Selling Your Business? Here’s 8 Things to Keep in Mind
You’ve worked hard and built a business, now it’s time to move to another phase of your life so, you’re selling your business. What exactly does it mean to sell your business? This article will look into the meaning and legal considerations involved in getting a business sold.
Business advisers will tell you that when starting your business, you need to think about an exit strategy. Selling your business is just one of the options to consider. While the best time to think about whether you plan to sell your business or not is right at the beginning, there’s nothing stopping you from considering that option much later.
Things to Keep in Mind When Selling Your Business
Next to starting your business, the decision to sell it is probably the most important you can make as an entrepreneur.
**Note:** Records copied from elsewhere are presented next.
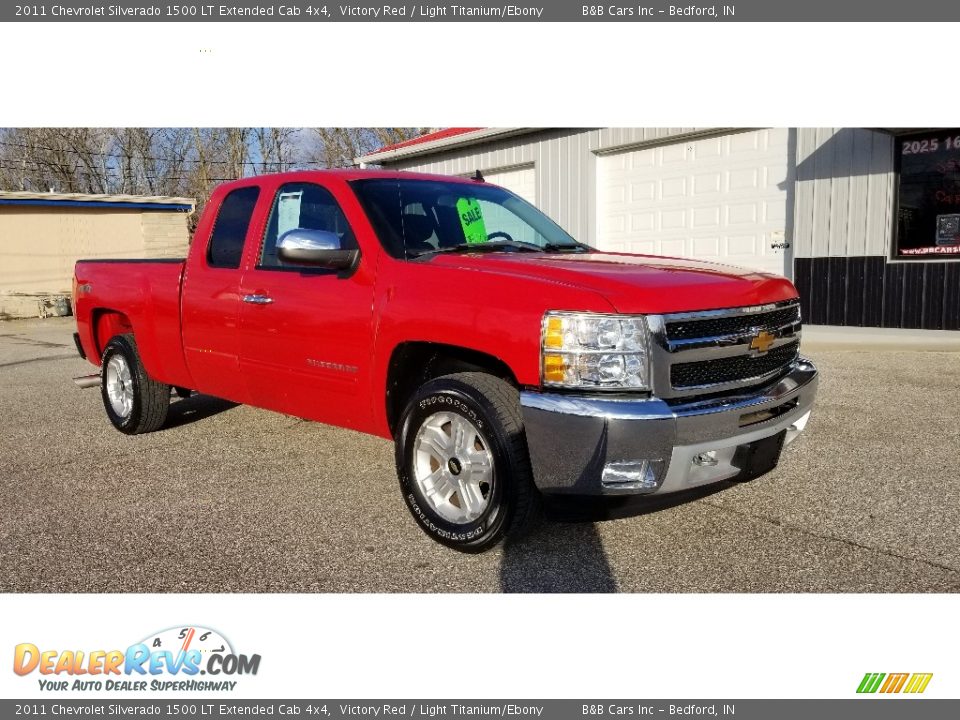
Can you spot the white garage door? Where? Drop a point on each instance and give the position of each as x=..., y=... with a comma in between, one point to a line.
x=522, y=181
x=722, y=199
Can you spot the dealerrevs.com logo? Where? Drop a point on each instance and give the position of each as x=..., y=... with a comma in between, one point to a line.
x=909, y=683
x=172, y=659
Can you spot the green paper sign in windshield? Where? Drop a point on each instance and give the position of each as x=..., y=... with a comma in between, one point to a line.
x=471, y=219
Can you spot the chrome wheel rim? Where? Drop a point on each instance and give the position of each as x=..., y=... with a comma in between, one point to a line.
x=453, y=467
x=119, y=385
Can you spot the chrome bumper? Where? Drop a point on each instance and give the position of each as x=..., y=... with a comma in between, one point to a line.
x=592, y=444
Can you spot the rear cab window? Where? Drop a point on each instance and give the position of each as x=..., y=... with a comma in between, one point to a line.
x=230, y=228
Once you have made the decision to sell your business, there are certain things to keep in mind before you swing into action.
Timing is Everything (Usually)
A really important part of selling your business is timing. Understanding where your business is at every point in time is crucial. Understanding your market is key because there are times when certain markets are hot and that is when you need to sell. This knowledge can make the difference between getting a high offer or none at all.
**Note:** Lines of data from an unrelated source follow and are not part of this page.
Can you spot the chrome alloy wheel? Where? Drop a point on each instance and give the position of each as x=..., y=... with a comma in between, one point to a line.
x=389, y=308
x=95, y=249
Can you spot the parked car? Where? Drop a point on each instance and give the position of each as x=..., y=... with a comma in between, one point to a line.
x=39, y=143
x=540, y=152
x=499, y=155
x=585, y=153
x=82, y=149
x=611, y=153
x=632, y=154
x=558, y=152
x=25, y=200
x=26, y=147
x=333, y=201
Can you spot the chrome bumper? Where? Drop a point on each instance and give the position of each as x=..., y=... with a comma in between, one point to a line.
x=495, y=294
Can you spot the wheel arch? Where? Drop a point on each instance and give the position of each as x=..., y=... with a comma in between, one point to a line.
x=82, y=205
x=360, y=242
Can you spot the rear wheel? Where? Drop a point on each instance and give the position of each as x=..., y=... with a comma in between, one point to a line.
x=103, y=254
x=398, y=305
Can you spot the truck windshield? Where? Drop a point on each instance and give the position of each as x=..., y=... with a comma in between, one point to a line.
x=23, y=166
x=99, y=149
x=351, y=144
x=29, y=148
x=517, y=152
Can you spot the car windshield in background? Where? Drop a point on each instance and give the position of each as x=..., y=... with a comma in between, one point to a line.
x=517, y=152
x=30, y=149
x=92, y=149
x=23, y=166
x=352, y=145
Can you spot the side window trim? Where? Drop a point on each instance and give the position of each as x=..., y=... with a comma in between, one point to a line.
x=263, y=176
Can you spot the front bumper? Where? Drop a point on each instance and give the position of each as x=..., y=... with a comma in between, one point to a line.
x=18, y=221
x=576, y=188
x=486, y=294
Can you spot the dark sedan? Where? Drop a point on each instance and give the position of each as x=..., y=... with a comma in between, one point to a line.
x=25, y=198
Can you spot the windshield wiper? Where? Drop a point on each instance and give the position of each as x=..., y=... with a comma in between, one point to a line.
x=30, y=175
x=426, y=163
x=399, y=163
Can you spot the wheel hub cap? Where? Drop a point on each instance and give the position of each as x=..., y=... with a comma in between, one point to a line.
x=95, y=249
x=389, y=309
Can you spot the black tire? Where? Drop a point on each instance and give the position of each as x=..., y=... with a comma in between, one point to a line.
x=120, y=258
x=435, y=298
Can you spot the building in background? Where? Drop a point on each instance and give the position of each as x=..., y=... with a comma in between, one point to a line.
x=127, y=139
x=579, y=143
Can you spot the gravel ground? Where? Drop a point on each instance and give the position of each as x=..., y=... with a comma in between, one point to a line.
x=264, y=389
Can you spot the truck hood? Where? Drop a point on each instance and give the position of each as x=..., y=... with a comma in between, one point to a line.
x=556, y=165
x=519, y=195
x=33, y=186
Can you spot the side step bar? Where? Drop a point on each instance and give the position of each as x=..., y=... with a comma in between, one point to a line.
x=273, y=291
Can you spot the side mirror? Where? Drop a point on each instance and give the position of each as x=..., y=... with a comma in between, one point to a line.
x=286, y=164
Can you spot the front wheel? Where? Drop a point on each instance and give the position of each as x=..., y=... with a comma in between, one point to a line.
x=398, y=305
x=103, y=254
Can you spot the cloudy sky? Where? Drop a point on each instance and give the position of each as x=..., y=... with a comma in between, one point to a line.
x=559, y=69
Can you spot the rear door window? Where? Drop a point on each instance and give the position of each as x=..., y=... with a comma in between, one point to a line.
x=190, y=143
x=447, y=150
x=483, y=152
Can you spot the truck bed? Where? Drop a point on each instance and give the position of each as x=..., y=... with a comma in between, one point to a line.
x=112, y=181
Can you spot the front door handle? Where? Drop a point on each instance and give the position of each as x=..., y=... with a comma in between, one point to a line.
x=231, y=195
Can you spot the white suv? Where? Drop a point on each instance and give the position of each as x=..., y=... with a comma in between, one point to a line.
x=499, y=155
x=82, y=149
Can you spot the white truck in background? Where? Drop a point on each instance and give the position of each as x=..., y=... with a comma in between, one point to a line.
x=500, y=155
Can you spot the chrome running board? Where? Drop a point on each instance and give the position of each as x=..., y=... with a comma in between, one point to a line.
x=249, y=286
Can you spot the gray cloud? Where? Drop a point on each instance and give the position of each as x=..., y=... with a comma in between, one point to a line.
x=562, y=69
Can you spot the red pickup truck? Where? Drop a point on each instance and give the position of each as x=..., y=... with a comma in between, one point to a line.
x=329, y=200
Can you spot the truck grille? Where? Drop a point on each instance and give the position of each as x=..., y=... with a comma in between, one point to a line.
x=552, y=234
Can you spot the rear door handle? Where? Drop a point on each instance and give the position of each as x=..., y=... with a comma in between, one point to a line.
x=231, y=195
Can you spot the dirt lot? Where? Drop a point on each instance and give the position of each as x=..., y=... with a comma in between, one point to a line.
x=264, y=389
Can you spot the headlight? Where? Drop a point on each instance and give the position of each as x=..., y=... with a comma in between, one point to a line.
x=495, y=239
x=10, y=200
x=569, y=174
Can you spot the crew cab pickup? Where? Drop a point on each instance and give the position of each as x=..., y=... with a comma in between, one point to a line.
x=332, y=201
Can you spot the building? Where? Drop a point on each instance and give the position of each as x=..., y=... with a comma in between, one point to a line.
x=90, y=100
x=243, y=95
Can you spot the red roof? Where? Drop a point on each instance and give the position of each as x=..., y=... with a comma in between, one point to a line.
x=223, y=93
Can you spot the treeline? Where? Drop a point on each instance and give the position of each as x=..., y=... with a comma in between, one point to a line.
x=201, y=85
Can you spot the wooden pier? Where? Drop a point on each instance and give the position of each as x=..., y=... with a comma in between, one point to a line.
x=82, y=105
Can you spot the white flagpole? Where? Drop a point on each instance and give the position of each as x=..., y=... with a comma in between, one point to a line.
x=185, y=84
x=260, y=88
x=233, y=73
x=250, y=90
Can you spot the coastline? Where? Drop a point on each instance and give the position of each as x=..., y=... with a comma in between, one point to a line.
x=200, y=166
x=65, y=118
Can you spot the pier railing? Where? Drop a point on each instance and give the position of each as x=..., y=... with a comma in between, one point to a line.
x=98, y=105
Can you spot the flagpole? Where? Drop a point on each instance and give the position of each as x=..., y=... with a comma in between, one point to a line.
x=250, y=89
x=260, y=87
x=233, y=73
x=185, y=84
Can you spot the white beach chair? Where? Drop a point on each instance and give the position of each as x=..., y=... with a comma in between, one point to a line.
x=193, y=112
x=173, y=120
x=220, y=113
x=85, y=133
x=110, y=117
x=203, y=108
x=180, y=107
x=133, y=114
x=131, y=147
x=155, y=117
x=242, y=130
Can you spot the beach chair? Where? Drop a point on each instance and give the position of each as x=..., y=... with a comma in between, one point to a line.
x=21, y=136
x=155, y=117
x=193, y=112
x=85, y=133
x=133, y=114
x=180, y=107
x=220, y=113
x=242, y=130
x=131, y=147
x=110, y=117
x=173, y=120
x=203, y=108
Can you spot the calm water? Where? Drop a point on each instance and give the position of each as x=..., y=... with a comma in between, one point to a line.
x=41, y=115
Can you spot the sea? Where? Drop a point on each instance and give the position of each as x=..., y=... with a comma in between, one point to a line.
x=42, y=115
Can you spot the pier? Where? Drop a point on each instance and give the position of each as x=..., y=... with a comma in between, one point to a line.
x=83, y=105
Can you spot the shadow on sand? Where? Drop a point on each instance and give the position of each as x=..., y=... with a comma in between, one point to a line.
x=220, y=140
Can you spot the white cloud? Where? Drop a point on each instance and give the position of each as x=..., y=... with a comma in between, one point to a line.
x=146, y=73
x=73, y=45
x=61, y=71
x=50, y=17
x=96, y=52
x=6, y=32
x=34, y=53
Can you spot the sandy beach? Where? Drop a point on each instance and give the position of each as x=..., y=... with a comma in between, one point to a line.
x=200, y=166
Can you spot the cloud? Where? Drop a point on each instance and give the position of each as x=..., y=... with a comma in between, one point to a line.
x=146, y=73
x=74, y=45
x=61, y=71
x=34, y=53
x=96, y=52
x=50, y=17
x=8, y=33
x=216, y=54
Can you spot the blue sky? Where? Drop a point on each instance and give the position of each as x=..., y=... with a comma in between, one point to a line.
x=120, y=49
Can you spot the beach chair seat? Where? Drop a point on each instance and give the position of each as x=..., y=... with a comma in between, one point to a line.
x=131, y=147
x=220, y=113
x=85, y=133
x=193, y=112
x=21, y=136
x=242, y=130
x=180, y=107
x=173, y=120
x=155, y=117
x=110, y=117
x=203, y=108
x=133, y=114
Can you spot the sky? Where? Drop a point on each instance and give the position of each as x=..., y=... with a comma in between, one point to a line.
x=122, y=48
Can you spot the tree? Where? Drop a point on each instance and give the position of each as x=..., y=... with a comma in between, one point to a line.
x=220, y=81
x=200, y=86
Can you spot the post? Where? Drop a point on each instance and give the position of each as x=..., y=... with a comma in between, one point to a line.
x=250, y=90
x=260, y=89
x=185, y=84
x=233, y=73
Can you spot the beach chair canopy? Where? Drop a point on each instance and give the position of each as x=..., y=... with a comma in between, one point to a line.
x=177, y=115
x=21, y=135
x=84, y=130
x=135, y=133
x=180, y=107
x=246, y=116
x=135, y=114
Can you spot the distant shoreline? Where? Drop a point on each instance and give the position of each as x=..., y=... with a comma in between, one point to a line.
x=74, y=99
Have a Solid Plan in Place
When starting your business, you had a strong plan in place. In the same way, you need to create a solid plan for selling your business. A savvy buyer would want to know why you are selling your business and several other in-depth information. Fact is, deciding to sell your business will make most buyers suspicious. Having a clearly written plan will help explain your decision to potential buyers.
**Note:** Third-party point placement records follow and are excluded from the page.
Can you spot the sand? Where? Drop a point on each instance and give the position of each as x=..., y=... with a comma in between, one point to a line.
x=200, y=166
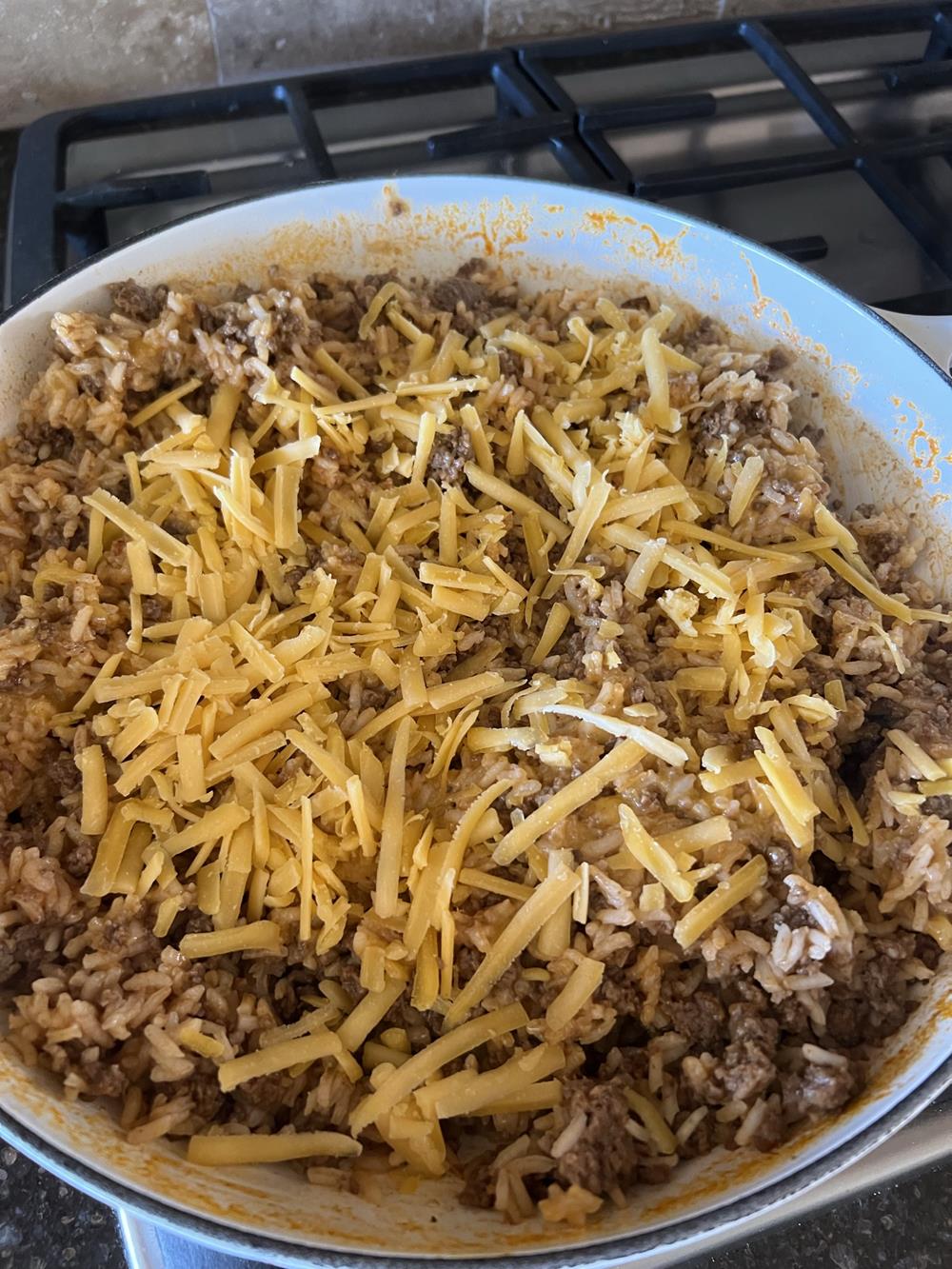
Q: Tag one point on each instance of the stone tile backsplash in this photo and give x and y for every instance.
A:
(59, 53)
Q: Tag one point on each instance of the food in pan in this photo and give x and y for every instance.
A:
(456, 730)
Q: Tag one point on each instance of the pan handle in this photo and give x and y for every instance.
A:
(932, 334)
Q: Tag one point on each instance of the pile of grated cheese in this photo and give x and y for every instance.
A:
(198, 721)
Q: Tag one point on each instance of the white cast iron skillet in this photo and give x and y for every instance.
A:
(887, 416)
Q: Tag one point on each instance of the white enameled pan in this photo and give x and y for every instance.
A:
(886, 411)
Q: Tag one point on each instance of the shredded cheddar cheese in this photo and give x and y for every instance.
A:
(310, 732)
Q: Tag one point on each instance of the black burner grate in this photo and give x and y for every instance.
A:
(533, 110)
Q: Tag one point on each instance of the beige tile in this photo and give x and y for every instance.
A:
(509, 20)
(289, 34)
(57, 53)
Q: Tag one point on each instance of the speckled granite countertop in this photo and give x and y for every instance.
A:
(46, 1225)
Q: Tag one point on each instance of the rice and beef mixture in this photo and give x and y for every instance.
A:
(455, 730)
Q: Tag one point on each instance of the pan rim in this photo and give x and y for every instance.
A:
(615, 1248)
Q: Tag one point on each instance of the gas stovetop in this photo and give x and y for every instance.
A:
(826, 134)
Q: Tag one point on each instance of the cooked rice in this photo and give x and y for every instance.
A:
(767, 1020)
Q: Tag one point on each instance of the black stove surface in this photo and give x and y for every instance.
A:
(828, 134)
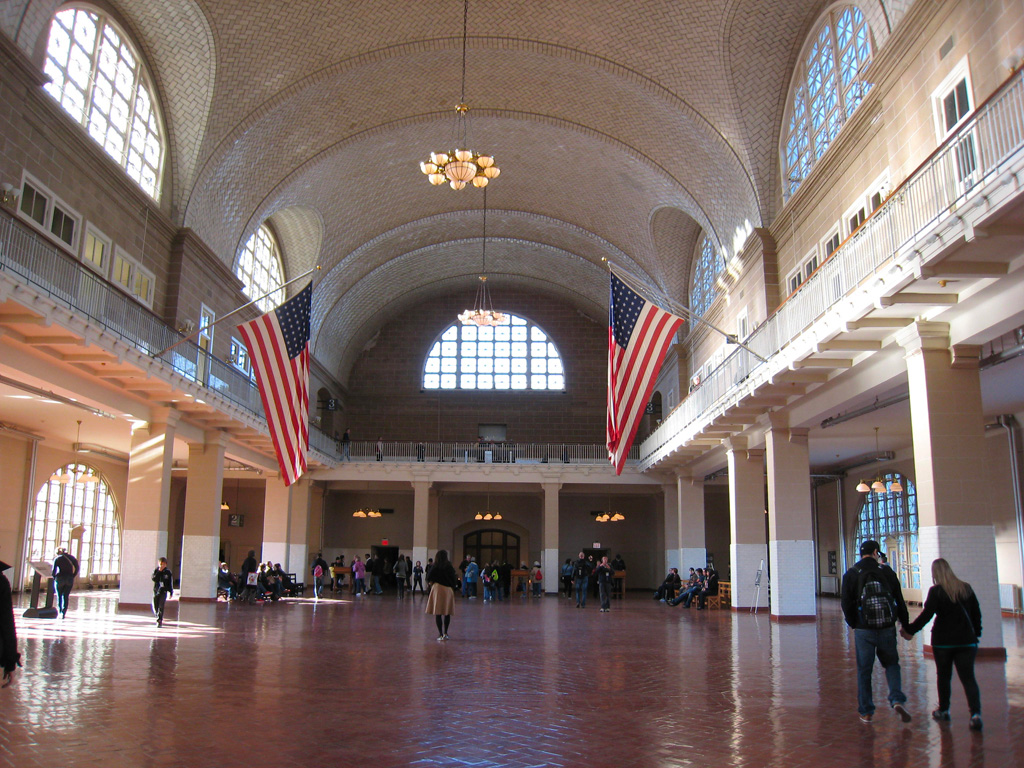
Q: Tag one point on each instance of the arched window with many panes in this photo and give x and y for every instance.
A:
(515, 354)
(827, 88)
(258, 266)
(98, 77)
(891, 519)
(705, 288)
(75, 504)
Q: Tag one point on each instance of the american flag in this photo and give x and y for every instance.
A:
(279, 348)
(639, 337)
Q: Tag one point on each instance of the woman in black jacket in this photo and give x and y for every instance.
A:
(440, 602)
(954, 637)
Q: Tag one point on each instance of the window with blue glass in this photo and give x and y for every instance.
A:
(828, 89)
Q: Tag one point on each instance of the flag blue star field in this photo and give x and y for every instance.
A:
(639, 337)
(279, 348)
Get Your Tax and Estate Plan in Place
Once you have your plan, the next step is to get in touch with a good business attorney and/or an accountant. This is so that they can look into the tax and estate implications for you and your business. It is important to put a tax and estate plan in place before you start shopping around for buyers.
Get Your Business Valued
Next, get your business valued. This is an important step in your journey to selling your business because it will determine how much you get for your business. This is not always an easy thing to do because emotions are often involved. However, a fair valuation has more to do with logic and facts than with emotions.
Engage a Mergers and Acquisitions (M&A) Lawyer
A vital part of your team is the M&A lawyer and choosing the right one is very important. The wrong lawyer can cause your deal to fall through. Therefore, be sure to gauge the capabilities of the lawyer you choose and ensure that you are both the right fit for each other.
Get the Right Broker
It is possible to work with the wrong broker, which is why business owners should take the time to identify the right person to represent their business. Working with a broker is important because brokers often access to a large network of other business owners, many of whom would be potential buyers of your business. However, it helps when you get a broker who understands your industry, your business and also has a realistic outlook about selling your business. It can perhaps even be better if the broker can also be a business lawyer at the same time, so you can kill two birds with one stone.
Discreetly Market Your Business
While it is the broker’s job to get buyers for your business, you will also need to market and promote your business. This can be a bit of a problem if you are trying to avoid panic among your staff and customers. So, the best way to do this is to discreetly reach out to specific people to help spread the word discreetly. This is also where a solid plan comes in handy.
Close the Deal
Once negotiations are over and both the seller and buyer have agreed to the terms of sale, the next step is to close the deal. This is done with a Purchase Agreement, which is a contract that contains the terms of sale.
It goes without saying that you must do your due diligence concerning the sale of your business, in the same way that the potential buyer will do thiers. One of the worst things that can happen to an entrepreneur is selling off your business to the wrong person. It is therefore important to carefully evaluate the capabilities of the buyer to keep the business running in the long term.
Finally, it is important to note that businesses are not sold overnight. Typically, it takes at least 2 to 4 years to get a business sold. So, patience is key.